The word "villain" actually obscures what you have to do to create your character, since it is a very pointless prejudice-loaded term. A Villain is literally "someone from the village", i.e. a niggardly brute, a primitive dimwit, a savage. Same goes for the word "psychopath" which, being modern psychobabble, succeeds at explaining and denoting absolutely nothing definite.
Disfigure your character's reality, so that it is impossible for them to fit into ordinary society, whether they want to or not. Not just their fearsome name must be unwelcome, but the very core of who they are! Their entire story must be revolting to the refined, urbane, and moralistic crowd, and the existence of the evil person should serve to "painfully" highlight that which is taboo for everyone else. Then, you could make your character brave enough to challenge said societies, their mores, beliefs, unspoken contracts and assumptions. The game mechanics in Cantr are absolutely unsuited to those kinds of projects, because they consider evil as something that should be stamped out (almost like a terms of use violation) - but it can still be fun to die or get banned gloriously.
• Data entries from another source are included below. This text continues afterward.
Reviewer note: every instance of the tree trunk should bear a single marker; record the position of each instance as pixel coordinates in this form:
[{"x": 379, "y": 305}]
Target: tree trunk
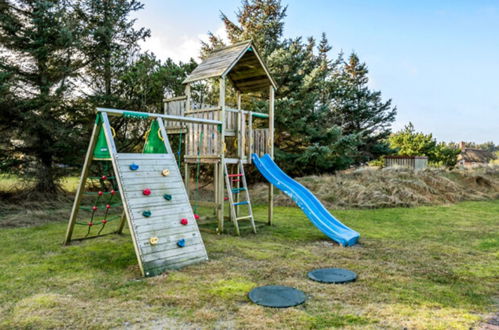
[{"x": 45, "y": 176}]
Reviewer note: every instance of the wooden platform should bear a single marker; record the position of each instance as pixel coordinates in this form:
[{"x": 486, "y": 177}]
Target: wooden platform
[{"x": 164, "y": 223}]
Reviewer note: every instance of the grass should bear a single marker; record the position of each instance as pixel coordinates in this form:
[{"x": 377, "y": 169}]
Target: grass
[
  {"x": 369, "y": 187},
  {"x": 427, "y": 267}
]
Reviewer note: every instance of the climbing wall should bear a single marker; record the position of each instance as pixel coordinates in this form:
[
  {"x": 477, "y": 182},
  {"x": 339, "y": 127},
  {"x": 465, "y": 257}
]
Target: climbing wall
[{"x": 165, "y": 232}]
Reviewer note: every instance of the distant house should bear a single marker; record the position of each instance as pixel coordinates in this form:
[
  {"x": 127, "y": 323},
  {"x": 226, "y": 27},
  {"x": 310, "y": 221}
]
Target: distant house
[
  {"x": 414, "y": 162},
  {"x": 470, "y": 157}
]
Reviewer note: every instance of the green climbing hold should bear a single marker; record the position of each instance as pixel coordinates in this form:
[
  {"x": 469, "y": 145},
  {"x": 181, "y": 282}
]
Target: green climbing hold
[{"x": 154, "y": 140}]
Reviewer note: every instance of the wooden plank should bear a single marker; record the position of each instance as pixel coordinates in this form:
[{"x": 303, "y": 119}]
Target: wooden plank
[
  {"x": 113, "y": 151},
  {"x": 271, "y": 151},
  {"x": 164, "y": 222},
  {"x": 81, "y": 186}
]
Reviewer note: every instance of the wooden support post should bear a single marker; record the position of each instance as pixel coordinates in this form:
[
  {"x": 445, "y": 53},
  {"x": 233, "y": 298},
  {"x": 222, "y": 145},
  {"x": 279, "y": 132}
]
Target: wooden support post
[
  {"x": 114, "y": 152},
  {"x": 240, "y": 147},
  {"x": 122, "y": 223},
  {"x": 188, "y": 97},
  {"x": 187, "y": 179},
  {"x": 215, "y": 185},
  {"x": 220, "y": 183},
  {"x": 271, "y": 151},
  {"x": 83, "y": 180}
]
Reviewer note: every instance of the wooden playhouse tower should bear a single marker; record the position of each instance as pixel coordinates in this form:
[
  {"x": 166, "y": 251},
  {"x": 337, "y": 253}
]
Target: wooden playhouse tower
[{"x": 231, "y": 72}]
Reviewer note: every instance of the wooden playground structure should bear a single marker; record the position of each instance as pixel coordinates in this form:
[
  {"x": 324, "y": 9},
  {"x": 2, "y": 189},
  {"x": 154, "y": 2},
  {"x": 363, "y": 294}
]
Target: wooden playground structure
[
  {"x": 148, "y": 184},
  {"x": 234, "y": 71}
]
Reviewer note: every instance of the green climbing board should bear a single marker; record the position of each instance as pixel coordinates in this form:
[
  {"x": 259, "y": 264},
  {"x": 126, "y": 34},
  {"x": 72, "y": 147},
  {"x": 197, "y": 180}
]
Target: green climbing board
[
  {"x": 154, "y": 142},
  {"x": 101, "y": 150}
]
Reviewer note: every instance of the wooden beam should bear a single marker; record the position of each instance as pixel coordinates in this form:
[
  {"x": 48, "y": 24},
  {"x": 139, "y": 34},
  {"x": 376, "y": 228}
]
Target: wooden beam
[
  {"x": 271, "y": 151},
  {"x": 220, "y": 182},
  {"x": 113, "y": 152},
  {"x": 83, "y": 180}
]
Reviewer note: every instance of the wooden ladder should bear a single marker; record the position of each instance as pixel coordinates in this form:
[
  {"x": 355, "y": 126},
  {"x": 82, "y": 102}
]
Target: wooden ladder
[{"x": 232, "y": 192}]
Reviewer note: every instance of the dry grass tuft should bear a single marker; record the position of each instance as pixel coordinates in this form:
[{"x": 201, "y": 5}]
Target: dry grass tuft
[{"x": 395, "y": 187}]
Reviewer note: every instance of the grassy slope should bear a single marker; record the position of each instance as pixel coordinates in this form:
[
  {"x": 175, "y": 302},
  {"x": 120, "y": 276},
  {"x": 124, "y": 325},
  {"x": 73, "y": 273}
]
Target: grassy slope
[{"x": 427, "y": 267}]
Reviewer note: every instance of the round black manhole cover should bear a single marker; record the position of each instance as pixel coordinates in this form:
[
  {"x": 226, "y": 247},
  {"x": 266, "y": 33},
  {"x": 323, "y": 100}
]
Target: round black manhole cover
[
  {"x": 332, "y": 275},
  {"x": 277, "y": 296}
]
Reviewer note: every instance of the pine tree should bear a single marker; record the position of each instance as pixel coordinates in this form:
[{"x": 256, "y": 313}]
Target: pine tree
[
  {"x": 41, "y": 57},
  {"x": 111, "y": 44},
  {"x": 359, "y": 110},
  {"x": 259, "y": 20}
]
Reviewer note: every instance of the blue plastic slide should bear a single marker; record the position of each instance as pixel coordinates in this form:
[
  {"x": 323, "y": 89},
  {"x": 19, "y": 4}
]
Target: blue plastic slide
[{"x": 310, "y": 205}]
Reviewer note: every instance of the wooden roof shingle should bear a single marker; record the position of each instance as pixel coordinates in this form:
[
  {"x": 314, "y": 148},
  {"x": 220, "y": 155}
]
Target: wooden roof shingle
[{"x": 240, "y": 62}]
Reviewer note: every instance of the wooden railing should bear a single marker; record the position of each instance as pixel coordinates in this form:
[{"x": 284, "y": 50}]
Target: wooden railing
[{"x": 203, "y": 141}]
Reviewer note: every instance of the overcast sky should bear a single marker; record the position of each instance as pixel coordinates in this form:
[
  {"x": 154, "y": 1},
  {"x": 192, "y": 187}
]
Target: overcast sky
[{"x": 437, "y": 60}]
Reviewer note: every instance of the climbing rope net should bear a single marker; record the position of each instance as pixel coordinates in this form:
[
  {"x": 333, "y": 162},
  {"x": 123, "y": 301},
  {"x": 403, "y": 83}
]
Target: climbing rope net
[{"x": 102, "y": 201}]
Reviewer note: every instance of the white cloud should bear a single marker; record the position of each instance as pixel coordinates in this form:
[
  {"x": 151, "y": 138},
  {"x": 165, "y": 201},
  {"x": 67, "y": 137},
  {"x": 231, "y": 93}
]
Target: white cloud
[{"x": 165, "y": 44}]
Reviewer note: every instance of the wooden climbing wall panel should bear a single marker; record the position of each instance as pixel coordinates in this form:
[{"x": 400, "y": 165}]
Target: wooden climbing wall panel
[{"x": 161, "y": 220}]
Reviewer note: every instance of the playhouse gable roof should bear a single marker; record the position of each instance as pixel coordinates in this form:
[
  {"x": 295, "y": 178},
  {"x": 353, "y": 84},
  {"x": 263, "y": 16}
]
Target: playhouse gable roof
[{"x": 240, "y": 62}]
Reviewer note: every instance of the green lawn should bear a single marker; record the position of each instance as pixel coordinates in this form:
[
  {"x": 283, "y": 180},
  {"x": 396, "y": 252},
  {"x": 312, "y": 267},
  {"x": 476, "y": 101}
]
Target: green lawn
[{"x": 426, "y": 267}]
"Evil" is the name used for the audacious in this context, those who tread on terra incognita. If the "evil" personage succeeds,causing society's dominant views to change, watch as they are promptly renamed, and are now known as "heroic" or "pioneering leaders of a cause". The host society is in every instance behaving like a cheap whore; the motive for every action there is profit (praise, reputation, acceptance, getting along...) while the evildoer is frequently the only one whose motives are self-actuated, he or she acts on principle (their OWN principle, not what is force-fed to all), independent of any praise or blame.
That is why a satisfying evil personage cannot be created in fiction simply by trying to make yourself think caricatured, cartoony evil thoughts.